NEWS- Taunting Tech: Is it okey-dokey to be anti-Hokie?
Since the first one in 1895, the annual gridiron match-up between the University of Virginia and Virginia Tech has emerged as one of college football's most heated rivalries.
"It's the state rivalry, so it's always a big deal," says Joe Gieck, who trained the Cavalier squad for 43 years.
But much of that animosity was put on hold in April after a Tech student shot and killed 32 people on the Blacksburg campus before turning his gun on himself. Quickly, UVA rushed to offer support to the reeling campus 140 miles down the road.
For weeks, students and faculty in Charlottesville donned the Tech maroon and orange, held candlelight vigils, raised money for a memorial fund, and even left the painted words "Hoos for Hokies" on Beta Bridge untouched for a record 50 days. It would have remained longer, but in June appeared a response in orange and blue, "Thanks Hoos. Love, The Hokies. See you Nov. 24th!" That's the day when the Cavaliers and Hokies will renew their rivalry in Charlottesville at Scott Stadium.
Now as the big game draws nigh, 222 days after the single deadliest episode of gun violence in American history, the pall of April's tragedy lingers. There will be a pre-game commemoration, and the two schools' marching bands will perform together at halftime (as well as at John Paul Jones Arena the evening before the game).
The game is also emotionally loaded for fans for another reason. The on-the-field stakes could not be much higher. Both nationally ranked (Tech is #8 and UVA #16), the two teams are tied atop the Coastal Division of the Atlantic Coast Conference at 6-1 in the conference and 9-2 overall. That essentially makes Saturday's showdown a one-game playoff for entry into the ACC Championship game.
With wounds so fresh and the game so consequential, what's the proper way for UVA fans to root against Tech?
Already, the rivalry has been renewed on the Internet with a series of YouTube videos made by Boston-based comedian Dean Smollar, and his brother Reed, a UVA graduate. Smollar– a Fairfax native– got the idea to do a parody of the popular Mac vs. PC television ads featuring a UVA student gently pointing out UVA's superiority to a Tech student. Then the events of April 16 happened, and Smollar wasn't sure how to move forward.

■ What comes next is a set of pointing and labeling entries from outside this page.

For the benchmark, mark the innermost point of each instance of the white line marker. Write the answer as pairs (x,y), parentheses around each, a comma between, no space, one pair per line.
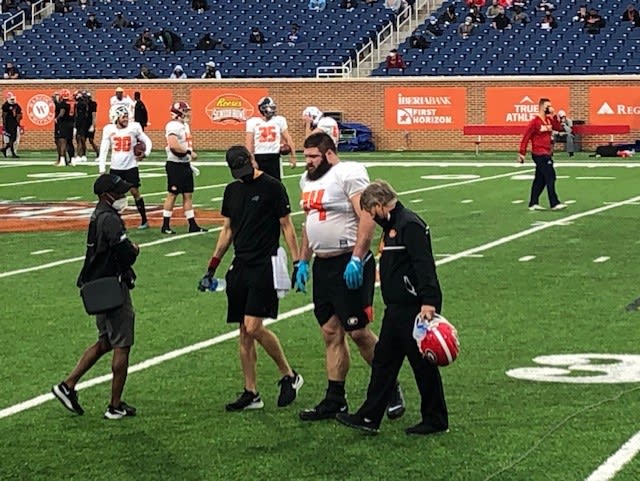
(617,461)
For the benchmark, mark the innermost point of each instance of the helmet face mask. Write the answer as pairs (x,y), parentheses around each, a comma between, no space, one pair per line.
(267,107)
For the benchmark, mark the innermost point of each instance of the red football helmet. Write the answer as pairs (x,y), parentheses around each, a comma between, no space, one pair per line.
(437,340)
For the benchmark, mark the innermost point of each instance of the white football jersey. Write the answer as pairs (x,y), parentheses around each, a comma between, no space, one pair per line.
(330,127)
(331,223)
(267,134)
(183,132)
(127,102)
(121,143)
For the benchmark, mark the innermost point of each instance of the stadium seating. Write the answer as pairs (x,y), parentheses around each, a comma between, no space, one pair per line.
(62,47)
(528,49)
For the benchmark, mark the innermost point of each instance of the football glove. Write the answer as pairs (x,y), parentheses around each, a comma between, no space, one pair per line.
(300,275)
(353,273)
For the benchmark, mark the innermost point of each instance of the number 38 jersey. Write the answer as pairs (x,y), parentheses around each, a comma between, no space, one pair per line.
(121,142)
(267,134)
(331,223)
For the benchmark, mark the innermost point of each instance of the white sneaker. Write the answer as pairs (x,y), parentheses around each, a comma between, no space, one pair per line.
(536,207)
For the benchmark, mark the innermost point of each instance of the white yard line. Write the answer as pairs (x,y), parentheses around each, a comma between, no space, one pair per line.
(23,406)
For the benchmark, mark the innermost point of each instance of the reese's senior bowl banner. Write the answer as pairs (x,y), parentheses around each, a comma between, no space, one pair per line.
(224,108)
(518,105)
(424,108)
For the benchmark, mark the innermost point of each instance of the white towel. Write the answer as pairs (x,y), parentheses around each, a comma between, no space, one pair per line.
(281,279)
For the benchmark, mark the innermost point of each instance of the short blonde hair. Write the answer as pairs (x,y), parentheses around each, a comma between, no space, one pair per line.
(377,192)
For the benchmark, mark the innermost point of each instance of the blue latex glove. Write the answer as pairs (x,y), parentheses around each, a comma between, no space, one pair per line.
(302,276)
(353,273)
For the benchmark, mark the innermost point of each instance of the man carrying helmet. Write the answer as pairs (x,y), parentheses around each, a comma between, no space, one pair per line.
(266,135)
(179,169)
(121,135)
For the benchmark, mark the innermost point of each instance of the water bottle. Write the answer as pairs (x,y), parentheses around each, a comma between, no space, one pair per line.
(217,285)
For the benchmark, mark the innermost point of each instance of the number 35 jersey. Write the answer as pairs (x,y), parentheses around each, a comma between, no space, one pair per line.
(267,134)
(331,223)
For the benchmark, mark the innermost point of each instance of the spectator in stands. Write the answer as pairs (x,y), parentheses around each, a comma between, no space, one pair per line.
(256,36)
(145,73)
(92,22)
(433,28)
(211,71)
(466,28)
(178,73)
(494,10)
(145,41)
(581,16)
(548,22)
(594,22)
(417,40)
(171,41)
(349,5)
(519,16)
(199,5)
(501,22)
(317,5)
(449,16)
(395,60)
(121,22)
(11,72)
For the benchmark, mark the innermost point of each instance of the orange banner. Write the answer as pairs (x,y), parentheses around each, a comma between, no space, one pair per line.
(518,105)
(157,101)
(614,106)
(224,109)
(424,108)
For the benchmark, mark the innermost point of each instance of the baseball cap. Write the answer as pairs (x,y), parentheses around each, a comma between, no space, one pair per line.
(239,161)
(110,183)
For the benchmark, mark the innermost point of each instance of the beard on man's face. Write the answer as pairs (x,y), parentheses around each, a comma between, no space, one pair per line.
(314,173)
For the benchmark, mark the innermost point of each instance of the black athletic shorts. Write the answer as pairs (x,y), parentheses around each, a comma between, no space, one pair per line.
(130,175)
(179,177)
(269,164)
(354,307)
(250,291)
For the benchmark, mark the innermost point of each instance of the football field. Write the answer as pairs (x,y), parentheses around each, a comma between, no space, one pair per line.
(546,387)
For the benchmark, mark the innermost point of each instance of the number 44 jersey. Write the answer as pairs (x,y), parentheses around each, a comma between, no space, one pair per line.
(332,223)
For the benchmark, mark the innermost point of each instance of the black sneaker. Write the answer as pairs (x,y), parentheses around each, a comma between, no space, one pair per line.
(68,397)
(425,429)
(327,409)
(396,408)
(122,411)
(289,387)
(247,400)
(356,421)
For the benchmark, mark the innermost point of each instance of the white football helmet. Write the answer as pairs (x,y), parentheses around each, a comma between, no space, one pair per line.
(116,112)
(312,113)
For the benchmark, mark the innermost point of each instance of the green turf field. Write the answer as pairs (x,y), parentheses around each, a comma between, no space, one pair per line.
(518,285)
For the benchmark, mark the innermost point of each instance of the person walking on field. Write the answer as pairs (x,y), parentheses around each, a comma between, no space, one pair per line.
(539,133)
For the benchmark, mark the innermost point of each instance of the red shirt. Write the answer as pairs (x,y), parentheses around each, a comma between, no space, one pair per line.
(540,141)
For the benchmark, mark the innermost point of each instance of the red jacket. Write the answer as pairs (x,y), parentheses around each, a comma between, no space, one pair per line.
(540,141)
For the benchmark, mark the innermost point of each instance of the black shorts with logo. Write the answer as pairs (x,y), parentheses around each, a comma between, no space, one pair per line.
(130,175)
(179,177)
(250,291)
(354,307)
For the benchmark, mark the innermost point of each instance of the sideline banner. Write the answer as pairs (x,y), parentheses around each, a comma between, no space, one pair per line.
(614,106)
(518,105)
(425,108)
(224,108)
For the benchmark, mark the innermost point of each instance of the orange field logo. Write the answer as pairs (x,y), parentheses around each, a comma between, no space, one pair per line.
(41,110)
(229,109)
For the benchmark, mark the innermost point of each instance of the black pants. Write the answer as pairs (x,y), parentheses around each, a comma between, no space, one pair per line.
(545,177)
(395,343)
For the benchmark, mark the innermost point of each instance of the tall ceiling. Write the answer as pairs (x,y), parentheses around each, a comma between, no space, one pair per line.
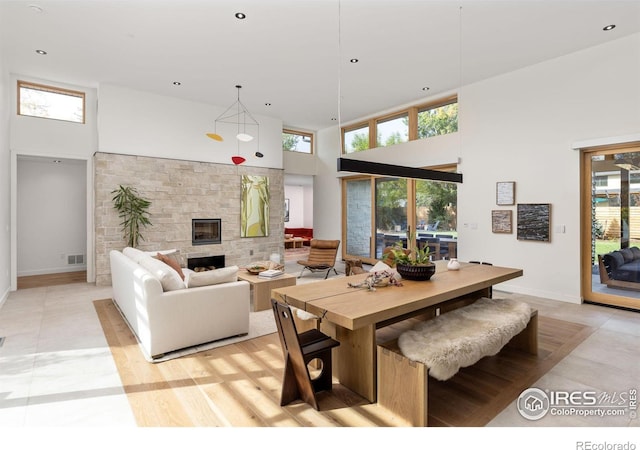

"We weren't even talking about the videos at that point," he says. "I knew a lot of students down there, and so I was worried to death."
Ultimately, though, Smollar decided that by August it was again okay to make a little fun of Tech.
"I figured nothing preoccupies a student's mind like a rivalry, and so I felt like this would help take people's minds off [the massacre]."
Sure enough, the videos have been viewed thousands of times, were picked up by the popular CollegeHumor.com website, and Smollar says he hasn't received a complaint from anyone saying it's too soon to needle the Hokies.
"They usually just talk about their basketball team or make fun of me," he says. "They've taken it the way we hoped they would."
That hasn't always been the case with the Virginia Pep Band. Over the years, the band's questionable taste when it comes to making fun of opposing schools has resulted in the group being banned from performing in the state of Maryland, and it provoked the ire of the Governor of West Virginia after one too many hillbilly jokes at one halftime performance.
Barred from playing at any UVA sporting event in 2003, the Pep Band has carried on, playing in the parking lot before football games and continuing to poke their fingers at visiting fans. Given that memories of April are still fresh, Pep Band director and third-year Suzie Wright says her group will take extra care not to cross the line with Hokie fans.
"Obviously, what happened in the spring is not something that will be in our joke material," she says. "We won't take that lightly."
Still, Wright says that Tech can expect the same treatment that opposing fans have come to expect from the orange-vested crew.
"We'll definitely heckle. We're not going to go light on them," she says. "That would take all the fun out of it."
So where exactly is the line between good and bad taste?
"I hate to reference the obscenity rule," says Wright, "but we know it when we hear it. We'll talk about all of it beforehand, and if it makes us groan a little too much, maybe it's not the right time."
As for Gieck, who retired as the top UVA trainer in 2005, he found himself wearing orange and maroon in April.
Gieck has his own place in the history of the UVA-Tech rivalry. On the last play of the 1995 game, as Hokie Antonio Banks ran down the sideline with an interception to seal the win for his team, Gieck stuck his leg out conspicuously close to Banks' feet. The alleged trip/joke resulted in outrage from Hokie fans, national media attention, and Gieck's suspension from UVA's trip to the Peach Bowl.
To this day, Gieck insists he was only trying to "distract" Banks, and he says he anticipates "a spirit of camaraderie" November 24. But he adds that it won't take long for fans to get wrapped up in the game.
"It will be more respectful," he says, "but once the ball's kicked off, these two teams will want to show each other."
The Pep Band's Wright has her own way of knowing if the rivalry survives.
"As soon as a Hokie fan pulls out his keys and jingles them in my face to signify a 'key play,'" she says. "That's when it's gotten back to normal."